İşverenin girişim özgürlüğü ve yönetim yetkisi ile işçilerin işten çıkarmalara karşı korunması arasında belirli bir dengenin gözetilmesi zorunluluğu günümüzdeki ekonomik ve teknolojik koşulların bir gereği olarak ortaya çıkmış ve İş K. m. 18/1 çerçevesinde hükme bağlanmıştır. Anılan hüküm uyarınca iş güvencesi nin kapsamına giren hukuki ilişkilerde işveren işçinin yeterliliğinden, davranışlarından yahut işletmenin, işyerinin veya işin gereklerinden kaynaklanan sebeplere dayanmak ve bunu ispat etmek zorundadır. 18. maddenin gerekçesinde, işletme gereklerine dayanan fesihte feshi geçerli kılan nedenlerin, işyeri içinden ya da işyeri dışından kaynaklanabileceği belirtilerek, yeni çalışma yöntemlerinin uygulanması, işyerinin daraltılması, yeni teknolojilerin uygulanması, işyerinin bazı bölümlerinin iptal edilmesi, bazı iş türlerinin kaldırılması gibi nedenler işyeri içinden kaynaklanan; sürüm ve satış olanaklarının azalması, taleplerin ve siparişlerin düşmesi, enerji sıkıntısı, ülkede yaşanan ekonomik kriz, piyasadaki genel durgunluk, dış pazar kaybı, hammadde sıkıntısı gibi nedenlerle işyerinde işin sürdürülmesinin olanaksız hale gelmesinin de, işyeri dışından kaynaklanan nedenlere örnek olarak gösterilebileceği belirtilmiştir. İşletmeden, işyerinden veya işyeri gereklerinden kaynaklanan bu sebepler, işçinin kişiliği ile ilgisi olmayan; buna karşılık yapılan işi veya sözleşmeyi ortadan kaldırıcı veya değiştirici nitelikte olan, işletmeye, işyerine ve yapılan işe ait ekonomik güçlükler ve teknolojik değişiklikler sonucu ortaya çıkan sebeplerdir1.
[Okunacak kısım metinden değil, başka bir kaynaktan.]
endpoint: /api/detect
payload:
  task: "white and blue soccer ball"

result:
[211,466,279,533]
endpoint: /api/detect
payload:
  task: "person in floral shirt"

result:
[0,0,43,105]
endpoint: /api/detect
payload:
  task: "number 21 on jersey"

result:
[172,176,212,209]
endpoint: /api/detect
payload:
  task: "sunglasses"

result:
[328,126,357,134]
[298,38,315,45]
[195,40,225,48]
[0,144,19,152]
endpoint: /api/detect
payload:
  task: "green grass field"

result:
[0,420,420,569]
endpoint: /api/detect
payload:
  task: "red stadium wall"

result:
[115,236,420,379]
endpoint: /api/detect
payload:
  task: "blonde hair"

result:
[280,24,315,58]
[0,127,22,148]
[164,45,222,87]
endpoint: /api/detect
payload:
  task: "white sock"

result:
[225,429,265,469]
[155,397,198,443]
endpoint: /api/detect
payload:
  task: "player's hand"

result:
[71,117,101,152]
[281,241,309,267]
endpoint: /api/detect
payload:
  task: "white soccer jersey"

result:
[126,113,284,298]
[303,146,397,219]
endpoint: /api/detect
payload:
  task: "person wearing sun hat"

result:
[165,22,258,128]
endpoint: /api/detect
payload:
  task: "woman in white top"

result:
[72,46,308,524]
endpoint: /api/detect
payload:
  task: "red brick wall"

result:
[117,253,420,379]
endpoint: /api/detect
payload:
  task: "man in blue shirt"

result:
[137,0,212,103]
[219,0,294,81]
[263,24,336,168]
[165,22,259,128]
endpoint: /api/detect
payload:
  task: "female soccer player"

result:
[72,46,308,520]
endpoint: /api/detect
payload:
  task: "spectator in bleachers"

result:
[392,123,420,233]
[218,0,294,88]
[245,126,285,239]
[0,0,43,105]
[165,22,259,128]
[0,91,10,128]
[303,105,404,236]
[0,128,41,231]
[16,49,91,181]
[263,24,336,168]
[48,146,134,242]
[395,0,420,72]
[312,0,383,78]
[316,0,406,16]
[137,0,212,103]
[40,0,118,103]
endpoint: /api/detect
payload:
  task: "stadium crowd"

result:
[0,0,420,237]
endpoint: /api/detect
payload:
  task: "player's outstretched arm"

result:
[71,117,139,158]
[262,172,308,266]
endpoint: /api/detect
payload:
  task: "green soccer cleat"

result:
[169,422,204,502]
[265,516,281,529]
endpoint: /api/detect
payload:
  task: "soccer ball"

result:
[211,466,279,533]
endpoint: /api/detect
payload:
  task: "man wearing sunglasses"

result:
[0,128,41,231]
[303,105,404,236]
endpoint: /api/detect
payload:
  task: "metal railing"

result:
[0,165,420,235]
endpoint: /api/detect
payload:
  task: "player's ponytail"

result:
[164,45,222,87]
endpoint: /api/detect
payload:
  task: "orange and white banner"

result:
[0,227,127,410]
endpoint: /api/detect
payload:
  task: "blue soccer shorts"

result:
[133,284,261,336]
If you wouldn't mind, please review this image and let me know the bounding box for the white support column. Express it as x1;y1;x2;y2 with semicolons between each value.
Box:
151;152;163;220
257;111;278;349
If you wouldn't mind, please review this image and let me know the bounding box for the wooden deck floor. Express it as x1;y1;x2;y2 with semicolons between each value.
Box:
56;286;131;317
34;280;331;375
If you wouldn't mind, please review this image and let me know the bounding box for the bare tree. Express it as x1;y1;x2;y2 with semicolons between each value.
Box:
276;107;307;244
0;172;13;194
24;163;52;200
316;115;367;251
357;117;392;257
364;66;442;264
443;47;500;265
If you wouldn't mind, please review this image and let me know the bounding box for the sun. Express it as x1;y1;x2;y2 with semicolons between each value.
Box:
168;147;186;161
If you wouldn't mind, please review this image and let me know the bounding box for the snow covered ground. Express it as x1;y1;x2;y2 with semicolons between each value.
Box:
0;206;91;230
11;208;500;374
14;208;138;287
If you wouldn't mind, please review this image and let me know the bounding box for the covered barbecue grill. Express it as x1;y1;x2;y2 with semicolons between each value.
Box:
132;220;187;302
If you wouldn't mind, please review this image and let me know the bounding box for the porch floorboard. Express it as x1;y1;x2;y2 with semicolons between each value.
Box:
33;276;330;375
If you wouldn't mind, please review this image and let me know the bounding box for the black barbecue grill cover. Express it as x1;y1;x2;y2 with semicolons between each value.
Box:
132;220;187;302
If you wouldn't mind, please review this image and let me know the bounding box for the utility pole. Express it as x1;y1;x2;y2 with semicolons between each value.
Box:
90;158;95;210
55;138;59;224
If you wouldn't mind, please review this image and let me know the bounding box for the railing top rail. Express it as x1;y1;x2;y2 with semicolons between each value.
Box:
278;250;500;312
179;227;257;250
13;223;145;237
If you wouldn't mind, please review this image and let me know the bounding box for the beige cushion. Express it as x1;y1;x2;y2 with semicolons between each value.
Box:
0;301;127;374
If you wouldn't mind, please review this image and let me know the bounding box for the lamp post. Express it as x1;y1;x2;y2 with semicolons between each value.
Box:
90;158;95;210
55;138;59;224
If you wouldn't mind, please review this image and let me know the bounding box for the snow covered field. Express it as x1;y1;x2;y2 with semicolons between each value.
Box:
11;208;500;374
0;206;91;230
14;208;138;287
Günümüzde iş hukuku, sadece iş sözleşmesi temelinde yükselen dar anlamdaki iş ilişkilerine ilişkin değil; bunun yanında ekonomik değişimlere ve teknolojik dönüşümlere geçit veren ve uyum sağlamak zorunda olan bir hukuk dalı haline gelmiştir. İşletme gereklerine dayanan fesih neticesinde işten çıkarma, ekonomi ile sosyal ilişkinin odak noktasında yer almaktadır. İş hukuku, bir yandan ekonomik konjonktürün gereklerine ve teknolojik dönüşümlere uyum sağlamaya; öbür yandan da işçiyi korumaya yönelik bazı hakları ve güvenceleri düzenlemeye ve mevcut olanları da korumaya çaba göstermektedir. Bu noktada md. 18 hükmü, temelini Anayasada bulan çalışma özgürlüğü ile işçilerin işlerini koruma hakları başka bir ifadeyle Anayasal çalışma hakkı arasında bir denge kurmaktadır2.